Réunion du 29 juin 2010 à 15h00
Éloge funèbre d'henri cuq

François Fillon, Premier ministre :

Madame, monsieur le président, mesdames et messieurs les députés, la France a perdu l'un de ses loyaux serviteurs, l'Assemblée nationale a perdu l'une de ses figures, et nous avons perdu un compagnon.

Issu de la Résistance et du Gaullisme, le terme de compagnon symbolise cette façon fraternelle de cheminer ensemble sur les voies escarpées de la grandeur nationale. Dans les bons et les mauvais jours, Henri incarne l'image de ce compagnonnage fait d'épreuves et de souvenirs partagés. Même ceux qui ne le connaissent pas personnellement, même ceux qui n'étaient pas de son bord politique savaient qu'Henri Cuq était authentique et droit. Il venait de l'Ariège. Son enfance avait été campagnarde, éclairée par les beautés tranchantes du pays d'Oc. Il avait gardé cet accent rocailleux qui révélait l'homme simple, l'homme franc, l'homme chaleureux qu'il n'a jamais cessé d'être, au long d'une carrière politique où les succès avaient pourtant été nombreux.

Tout au long de sa vie, Henri Cuq fut animé par l'amour de la France, un amour direct, sanguin, sans fioritures. Son sens du bien public n'était pas théorique, il était l'expression d'une bienveillance naturelle vis-à-vis de ses concitoyens.

Dès sa jeunesse, Henri Cuq se consacra à leur protection. Diplômé de criminologie, il devint commissaire de police, puis directeur des Renseignements généraux en Corrèze.

C'est là qu'il rencontra Jacques Chirac, qui le convainquit de prolonger un engagement républicain par un engagement politique. De cette rencontre, date une loyauté à toute épreuve, une loyauté farouche à l'égard du Président Chirac, dont l'allant et la cordialité s'accordaient à la spontanéité et au goût de l'action d'Henri Cuq.

Entre l'homme de la Corrèze et celui de l'Ariège, un pacte intime se noua et il ne pouvait se briser qu'avec la mort. Henri Cuq rejoignit Jacques Chirac à la mairie de Paris. Il fut dès lors, à ses côtés et pour notre majorité, un artisan des reconquêtes : celle de 1986, année où il fut élu député, comme celle de 1995.

La loyauté d'Henri Cuq est le reflet de l'idée qu'il se faisait de la politique. Pour lui, la politique était avant tout une aventure humaine, une affaire de coeur et d'amitié, une vocation de militant qui ne renie pas la foi jurée. Il était là dans les jours fastes comme dans les jours d'infortune. Il savait que les joies sont plus fortes quand ceux qui les partagent ont aussi partagé les coups durs et les tristesses. Il connut l'électricité des réunions publiques, ces longues soirées improvisées où l'on refait le monde. Il connut aussi la traversée du désert, les moments de solitude où le téléphone ne sonne plus et, soudain, l'éclat des rebondissements, les élections gagnées en dépit des sondages et des prévisions fatalistes.

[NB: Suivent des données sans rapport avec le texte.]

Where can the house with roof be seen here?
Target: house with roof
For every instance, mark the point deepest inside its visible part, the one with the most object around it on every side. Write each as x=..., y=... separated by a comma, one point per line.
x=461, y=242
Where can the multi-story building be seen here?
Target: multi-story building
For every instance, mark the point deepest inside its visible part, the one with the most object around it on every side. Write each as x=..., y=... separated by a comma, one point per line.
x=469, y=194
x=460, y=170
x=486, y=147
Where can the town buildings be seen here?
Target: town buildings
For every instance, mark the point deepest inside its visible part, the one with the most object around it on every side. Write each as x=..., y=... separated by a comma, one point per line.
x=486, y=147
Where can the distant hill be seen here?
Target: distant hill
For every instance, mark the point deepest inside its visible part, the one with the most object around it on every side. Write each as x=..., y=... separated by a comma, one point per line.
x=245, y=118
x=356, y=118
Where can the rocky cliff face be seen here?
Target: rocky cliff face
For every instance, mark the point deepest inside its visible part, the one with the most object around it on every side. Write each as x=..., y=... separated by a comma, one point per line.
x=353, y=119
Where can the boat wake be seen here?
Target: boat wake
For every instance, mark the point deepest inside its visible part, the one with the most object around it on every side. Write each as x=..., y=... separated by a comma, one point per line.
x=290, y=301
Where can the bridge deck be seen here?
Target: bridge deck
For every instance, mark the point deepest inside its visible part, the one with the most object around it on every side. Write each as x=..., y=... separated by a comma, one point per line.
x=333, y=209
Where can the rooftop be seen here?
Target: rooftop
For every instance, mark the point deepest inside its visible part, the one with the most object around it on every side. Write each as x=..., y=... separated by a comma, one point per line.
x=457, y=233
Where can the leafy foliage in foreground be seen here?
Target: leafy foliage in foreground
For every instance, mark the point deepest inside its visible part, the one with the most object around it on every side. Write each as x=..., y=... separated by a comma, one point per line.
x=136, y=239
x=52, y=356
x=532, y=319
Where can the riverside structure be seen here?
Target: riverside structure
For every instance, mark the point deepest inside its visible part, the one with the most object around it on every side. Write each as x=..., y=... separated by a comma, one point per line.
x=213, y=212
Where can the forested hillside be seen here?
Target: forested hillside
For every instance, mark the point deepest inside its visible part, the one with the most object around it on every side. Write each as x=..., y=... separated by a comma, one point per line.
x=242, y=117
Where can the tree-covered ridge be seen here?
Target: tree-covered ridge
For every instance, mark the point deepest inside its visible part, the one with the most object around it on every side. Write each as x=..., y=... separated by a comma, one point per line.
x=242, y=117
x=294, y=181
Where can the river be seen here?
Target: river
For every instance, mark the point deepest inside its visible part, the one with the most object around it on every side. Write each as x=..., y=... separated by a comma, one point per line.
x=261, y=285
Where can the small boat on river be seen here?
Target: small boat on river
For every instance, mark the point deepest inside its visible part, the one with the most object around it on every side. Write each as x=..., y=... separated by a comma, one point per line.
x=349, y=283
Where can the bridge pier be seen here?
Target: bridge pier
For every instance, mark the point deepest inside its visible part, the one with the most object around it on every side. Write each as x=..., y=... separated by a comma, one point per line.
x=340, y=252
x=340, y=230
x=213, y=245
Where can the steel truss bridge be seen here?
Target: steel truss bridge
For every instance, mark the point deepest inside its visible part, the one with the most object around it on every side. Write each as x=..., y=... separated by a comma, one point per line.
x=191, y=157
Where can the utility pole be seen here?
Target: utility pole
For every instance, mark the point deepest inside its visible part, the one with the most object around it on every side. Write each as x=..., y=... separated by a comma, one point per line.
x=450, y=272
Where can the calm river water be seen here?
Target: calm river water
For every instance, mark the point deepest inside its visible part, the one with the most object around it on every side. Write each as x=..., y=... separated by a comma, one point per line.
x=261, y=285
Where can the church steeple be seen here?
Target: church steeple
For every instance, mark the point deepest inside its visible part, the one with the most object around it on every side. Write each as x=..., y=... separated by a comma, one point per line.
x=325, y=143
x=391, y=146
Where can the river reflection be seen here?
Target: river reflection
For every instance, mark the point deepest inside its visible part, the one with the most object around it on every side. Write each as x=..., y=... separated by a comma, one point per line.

Henri Cuq n'était pas de ceux qui volent au secours de la victoire. Il était de ceux qui la construisent patiemment, sur le terrain, dans l'adversité. Il était un roc sur qui on pouvait s'appuyer dans la difficulté, un roc dont le bon sens et la sagesse étaient aussi la meilleure des préventions contre les vertiges du succès.

Henri Cuq était un militant. Du vrai militant, il avait la rudesse et la tolérance forgées au creuset de longues années d'expérience. Il en avait la fraternité, fraternité avec les siens, avec son camp, avec aussi les autres – ceux d'en face, les adversaires – sans lesquels il n'y a pas ce choc qui nous grandit personnellement et politiquement. Vous savez tous, sur ces bancs, de quoi je parle. C'est ce mélange d'ardeur et de bienveillance qui anime ceux qui ne sont pas, qui ne sont plus les premiers venus dans l'arène politique.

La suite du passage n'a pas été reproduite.